In the interests of full disclosure, I’ve cherry-picked this series of posts a little bit. I’ve always been very interested in cases and stories that bring technology (and the internet specifically) into the courtroom, so I couldn’t resist these entries.
First up is Maya Angenot’s recent Slaw post in which she compares a recent New Jersey Supreme Court case with an Ontario Court of Appeal decision.
The American case, New Jersey v. Earls, involved the right to privacy in the geolocation data that is produced by cell phones.
Some of the most interesting findings in the case came out of the court’s discussion of cell phone use in modern society and whether cell phone data is “voluntarily” disclosed. It ultimately found that police need a warrant before they can search an accused’s cell phone contents (data or meta-data).
Maya contrasted this case with R. v. Fearon. There the Court of Appeal held that an accused’s Charter rights weren’t violated when the police searched his phone when he was arrested – a phone is just something else to be searched incident to arrest.
While geolocation data wasn’t at issue in Fearon (the police were looking for text messages, in fact), it is nonetheless interesting to see the Canadian court take such a different approach to its understanding of what cell phones mean to people. Maya certainly leaves us with the interesting question of what produced such a different result – the Canadian versus American legal system or the Canadian court taking an antiquated view of technological advances. There’s already an interesting discussion going in the Comments section.
This blog post from David Canton is a nice follow-up to read after Maya’s discussion of the Fearon case – particularly because it features a refreshingly realistic understanding of meta-data coming from Ontario’s Privacy Commissioner, Ann Cavoukian.
In the wake of the controversies surrounding the NSA and Edward Snowden, Ms. Cavoukian released a Primer on Metadata. Rather than take the Court of Appeal’s approach (essentially treating the contents of a phone similarly to the contents of a bag or purse), Ms.
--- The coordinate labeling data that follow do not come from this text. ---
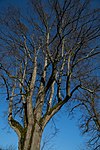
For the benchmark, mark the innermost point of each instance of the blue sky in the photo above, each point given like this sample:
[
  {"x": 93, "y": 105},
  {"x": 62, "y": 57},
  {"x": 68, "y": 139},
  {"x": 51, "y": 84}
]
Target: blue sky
[{"x": 68, "y": 137}]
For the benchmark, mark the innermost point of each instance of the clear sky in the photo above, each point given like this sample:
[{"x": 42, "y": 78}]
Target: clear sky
[{"x": 68, "y": 136}]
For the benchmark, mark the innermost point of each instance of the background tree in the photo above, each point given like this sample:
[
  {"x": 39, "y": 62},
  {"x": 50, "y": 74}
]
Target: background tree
[{"x": 46, "y": 57}]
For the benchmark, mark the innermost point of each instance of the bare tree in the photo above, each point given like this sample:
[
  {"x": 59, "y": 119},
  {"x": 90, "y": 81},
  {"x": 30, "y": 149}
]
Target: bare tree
[
  {"x": 46, "y": 57},
  {"x": 89, "y": 104}
]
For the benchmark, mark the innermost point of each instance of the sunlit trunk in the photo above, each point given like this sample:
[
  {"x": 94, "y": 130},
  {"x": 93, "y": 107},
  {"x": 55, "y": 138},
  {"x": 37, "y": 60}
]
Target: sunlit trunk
[{"x": 31, "y": 139}]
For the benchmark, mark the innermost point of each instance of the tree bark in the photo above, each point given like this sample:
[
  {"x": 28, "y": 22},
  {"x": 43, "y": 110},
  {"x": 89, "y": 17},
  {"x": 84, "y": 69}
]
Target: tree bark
[{"x": 31, "y": 139}]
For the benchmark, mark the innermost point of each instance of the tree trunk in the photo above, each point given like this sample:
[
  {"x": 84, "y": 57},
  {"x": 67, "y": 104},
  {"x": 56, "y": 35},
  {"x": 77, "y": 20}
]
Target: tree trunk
[{"x": 31, "y": 139}]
Cavoukian discusses how meta-data is, as David puts it, “just as personal and invasive as the data itself.” This seems more in line with the New Jersey court’s interpretation of phone data (and data about data), so it’ll be interesting to see how these sorts of arguments start to play out in Canadian jurisprudence.
Following in my interest in the use of technology in the courtroom, it would be odd if I didn’t look at the use of social media as evidence. That’s why next I’m looking at a Slaw post from Simon Chester – Prosecutions Involving Social Media Evidence. He discusses some guidelines that were published for crown counsel in the UK regarding cases involving social media evidence.
The subject matter of the post was a response to a well-publicized incident a few years ago in Doncaster. The accused, Mr. Chambers, had been very frustrated by delays caused by cold weather at the time and so posted the following tweet:
Crap! Robin Hood airport is closed. You’ve got a week and a bit to get your shit together otherwise I’m blowing the airport sky high!!
The police were eventually made aware of the tweet and an anti-terrorism squad arrested him and searched his house, phone, and computer hard drive. He was initially convicted but after several appeals the High Court quashed the conviction.
The guidelines that Mr. Chester reviewed came from the retiring Director of Public Prosecutions, Keir Starmer – the man apparently behind the push to continue prosecuting Mr. Chambers despite prosecutors in his office suggesting otherwise.
In presenting the guidelines, Mr. Starmer made reference to the importance of balancing the right to “freedom of expression and the need to uphold criminal law.”
He particularly stressed the need to avoid the potential chilling effect that might arise if the crown started prosecuting every incidence of offensive online communications. As a result, social media communications will be subject to a much higher threshold before they are subject to prosecution.